El 11 de octubre, esta ola de colapso ha confirmado un hecho: la decisión de China de prohibir completamente los intercambios de criptomonedas fue muy inteligente.

Si se permitiera a los intercambios privados operar en el país, cientos de millones de personas correrían a abrir contratos y jugar con apalancamiento. Este tipo de colapso “detonado” podría hacer que la riqueza de innumerables personas se desvaneciera en un instante.

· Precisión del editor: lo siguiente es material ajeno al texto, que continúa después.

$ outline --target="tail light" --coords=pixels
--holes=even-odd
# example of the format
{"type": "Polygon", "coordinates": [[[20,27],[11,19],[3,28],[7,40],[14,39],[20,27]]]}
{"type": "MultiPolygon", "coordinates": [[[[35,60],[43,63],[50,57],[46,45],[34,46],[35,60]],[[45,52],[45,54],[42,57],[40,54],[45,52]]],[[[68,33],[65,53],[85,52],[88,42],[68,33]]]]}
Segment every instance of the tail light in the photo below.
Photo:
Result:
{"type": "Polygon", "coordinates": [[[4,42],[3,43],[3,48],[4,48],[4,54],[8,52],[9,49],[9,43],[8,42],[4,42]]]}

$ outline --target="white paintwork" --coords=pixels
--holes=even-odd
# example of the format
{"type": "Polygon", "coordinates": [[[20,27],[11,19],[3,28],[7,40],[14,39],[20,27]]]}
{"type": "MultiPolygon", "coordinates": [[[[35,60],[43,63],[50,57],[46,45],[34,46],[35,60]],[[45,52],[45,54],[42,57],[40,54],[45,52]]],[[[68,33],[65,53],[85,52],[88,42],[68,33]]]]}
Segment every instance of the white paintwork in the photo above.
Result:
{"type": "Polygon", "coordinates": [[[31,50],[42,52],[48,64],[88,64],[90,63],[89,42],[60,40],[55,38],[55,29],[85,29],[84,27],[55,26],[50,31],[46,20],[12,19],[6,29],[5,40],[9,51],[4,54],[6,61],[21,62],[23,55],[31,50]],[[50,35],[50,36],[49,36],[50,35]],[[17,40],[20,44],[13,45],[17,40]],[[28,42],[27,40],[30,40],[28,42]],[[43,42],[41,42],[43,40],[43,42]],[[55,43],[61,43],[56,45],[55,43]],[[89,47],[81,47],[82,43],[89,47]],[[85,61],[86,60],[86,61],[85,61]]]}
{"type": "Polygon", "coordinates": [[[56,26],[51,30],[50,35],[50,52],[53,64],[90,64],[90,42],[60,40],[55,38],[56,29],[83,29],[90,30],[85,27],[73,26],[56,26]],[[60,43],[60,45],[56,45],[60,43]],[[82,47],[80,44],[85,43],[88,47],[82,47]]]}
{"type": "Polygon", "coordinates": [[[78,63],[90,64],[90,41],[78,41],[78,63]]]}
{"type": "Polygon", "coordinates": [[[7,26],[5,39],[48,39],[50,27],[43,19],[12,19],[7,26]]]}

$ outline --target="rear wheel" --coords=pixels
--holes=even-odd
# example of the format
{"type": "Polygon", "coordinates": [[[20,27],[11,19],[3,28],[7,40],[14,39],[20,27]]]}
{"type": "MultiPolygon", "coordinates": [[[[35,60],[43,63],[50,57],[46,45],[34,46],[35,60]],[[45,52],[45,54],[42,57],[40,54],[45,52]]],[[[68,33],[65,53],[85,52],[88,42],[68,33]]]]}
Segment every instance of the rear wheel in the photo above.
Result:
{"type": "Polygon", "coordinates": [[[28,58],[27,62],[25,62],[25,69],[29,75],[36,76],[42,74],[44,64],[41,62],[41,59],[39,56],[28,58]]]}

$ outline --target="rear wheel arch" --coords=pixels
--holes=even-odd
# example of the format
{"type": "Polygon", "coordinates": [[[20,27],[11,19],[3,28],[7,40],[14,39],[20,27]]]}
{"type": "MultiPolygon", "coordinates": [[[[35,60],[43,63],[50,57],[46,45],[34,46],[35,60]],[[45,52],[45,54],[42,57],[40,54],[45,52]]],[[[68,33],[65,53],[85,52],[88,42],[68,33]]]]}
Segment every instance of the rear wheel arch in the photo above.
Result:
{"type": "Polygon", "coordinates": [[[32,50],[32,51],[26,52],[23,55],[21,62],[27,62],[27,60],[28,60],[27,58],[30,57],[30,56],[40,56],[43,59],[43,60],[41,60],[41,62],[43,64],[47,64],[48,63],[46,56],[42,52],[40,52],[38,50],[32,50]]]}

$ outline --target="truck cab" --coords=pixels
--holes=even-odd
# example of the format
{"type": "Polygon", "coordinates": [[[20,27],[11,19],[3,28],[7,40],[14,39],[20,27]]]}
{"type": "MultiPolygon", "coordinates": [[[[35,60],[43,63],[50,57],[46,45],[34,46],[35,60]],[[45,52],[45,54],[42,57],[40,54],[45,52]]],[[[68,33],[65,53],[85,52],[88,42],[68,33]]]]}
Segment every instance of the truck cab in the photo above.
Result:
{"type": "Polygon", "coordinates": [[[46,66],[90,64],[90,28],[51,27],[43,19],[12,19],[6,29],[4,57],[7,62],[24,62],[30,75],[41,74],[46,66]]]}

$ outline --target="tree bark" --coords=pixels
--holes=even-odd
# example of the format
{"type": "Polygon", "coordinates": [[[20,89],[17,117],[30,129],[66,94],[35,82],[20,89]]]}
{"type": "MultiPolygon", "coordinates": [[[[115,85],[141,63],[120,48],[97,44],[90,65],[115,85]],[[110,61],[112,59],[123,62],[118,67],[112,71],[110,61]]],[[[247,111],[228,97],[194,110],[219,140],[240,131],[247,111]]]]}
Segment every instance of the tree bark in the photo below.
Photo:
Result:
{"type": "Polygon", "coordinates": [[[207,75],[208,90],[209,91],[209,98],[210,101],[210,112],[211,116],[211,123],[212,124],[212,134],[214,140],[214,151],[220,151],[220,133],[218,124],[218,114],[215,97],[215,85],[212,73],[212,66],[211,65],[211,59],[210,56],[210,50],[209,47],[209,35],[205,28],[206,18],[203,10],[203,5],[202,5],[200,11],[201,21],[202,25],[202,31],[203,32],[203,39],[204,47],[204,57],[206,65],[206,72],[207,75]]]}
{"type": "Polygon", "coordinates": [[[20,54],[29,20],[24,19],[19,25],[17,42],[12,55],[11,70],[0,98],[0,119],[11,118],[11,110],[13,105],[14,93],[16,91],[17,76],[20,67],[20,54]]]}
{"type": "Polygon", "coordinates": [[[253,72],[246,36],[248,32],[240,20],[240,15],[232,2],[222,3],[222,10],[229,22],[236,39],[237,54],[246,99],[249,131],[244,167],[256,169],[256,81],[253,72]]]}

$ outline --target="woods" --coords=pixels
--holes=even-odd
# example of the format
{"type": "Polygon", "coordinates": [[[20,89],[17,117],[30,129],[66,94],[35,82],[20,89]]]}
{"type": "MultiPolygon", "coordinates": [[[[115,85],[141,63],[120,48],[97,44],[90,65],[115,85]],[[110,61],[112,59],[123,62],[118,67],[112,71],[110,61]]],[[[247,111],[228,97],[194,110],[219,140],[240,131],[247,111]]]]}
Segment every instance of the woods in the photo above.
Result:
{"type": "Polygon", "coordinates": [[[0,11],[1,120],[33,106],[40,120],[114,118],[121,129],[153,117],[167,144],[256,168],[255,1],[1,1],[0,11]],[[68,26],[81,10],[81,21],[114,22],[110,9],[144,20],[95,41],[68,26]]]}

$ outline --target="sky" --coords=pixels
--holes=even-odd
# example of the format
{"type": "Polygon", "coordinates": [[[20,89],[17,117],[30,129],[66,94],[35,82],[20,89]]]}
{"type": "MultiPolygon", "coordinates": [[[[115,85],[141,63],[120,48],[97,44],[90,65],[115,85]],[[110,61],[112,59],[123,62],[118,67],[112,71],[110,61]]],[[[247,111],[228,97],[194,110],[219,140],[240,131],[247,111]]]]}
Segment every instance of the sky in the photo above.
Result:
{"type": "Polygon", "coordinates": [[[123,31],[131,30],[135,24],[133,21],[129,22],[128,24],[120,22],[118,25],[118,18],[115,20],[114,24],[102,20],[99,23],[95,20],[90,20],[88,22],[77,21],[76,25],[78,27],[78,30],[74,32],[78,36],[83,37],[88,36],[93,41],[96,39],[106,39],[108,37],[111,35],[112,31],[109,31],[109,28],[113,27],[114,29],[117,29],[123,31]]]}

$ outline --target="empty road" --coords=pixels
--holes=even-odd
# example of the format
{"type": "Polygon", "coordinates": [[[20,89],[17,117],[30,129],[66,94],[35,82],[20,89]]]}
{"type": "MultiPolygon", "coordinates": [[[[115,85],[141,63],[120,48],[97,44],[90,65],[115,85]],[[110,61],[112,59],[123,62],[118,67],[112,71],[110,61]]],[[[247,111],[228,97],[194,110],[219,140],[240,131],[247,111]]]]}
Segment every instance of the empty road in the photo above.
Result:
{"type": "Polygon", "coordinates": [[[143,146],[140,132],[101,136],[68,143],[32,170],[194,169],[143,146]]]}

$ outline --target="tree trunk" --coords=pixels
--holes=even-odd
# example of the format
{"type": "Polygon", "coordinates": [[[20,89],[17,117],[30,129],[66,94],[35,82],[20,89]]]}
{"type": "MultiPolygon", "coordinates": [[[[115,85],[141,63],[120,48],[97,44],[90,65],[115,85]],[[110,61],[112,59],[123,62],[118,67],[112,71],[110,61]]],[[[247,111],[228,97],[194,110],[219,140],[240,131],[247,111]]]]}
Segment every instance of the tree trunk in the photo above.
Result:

No se trata de una volatilidad normal del mercado, sino de un ataque financiero invisible.
No se necesita guerra, no se necesita sangre, solo unos cuantos botones pueden saquear directamente la riqueza acumulada por el pueblo chino durante décadas de reforma y apertura hacia el exterior; esto es más aterrador que una guerra.

Miremos a Binance en su versión estadounidense, ellos son muy astutos, no te dan la oportunidad de jugar con un alto apalancamiento. Porque saben que lo que más teme el mercado financiero es el “colapso sistémico”. Esto es realmente un mecanismo de protección para los inversores estadounidenses: no dejes que los pequeños inversores se autodestruyan.

Sin embargo, también creo que depender únicamente de prohibiciones no es una solución a largo plazo. No podemos quedarnos siempre afuera viendo cómo los demás juegan.

En el futuro, China debe tener su propio intercambio de criptomonedas, su propio ETF de Bitcoin, y participar en el sistema global de activos criptográficos de manera legal y segura. De lo contrario, mientras otros innovan el sistema financiero con blockchain, nosotros ni siquiera hemos cruzado la puerta; esa es realmente una oportunidad perdida en la era.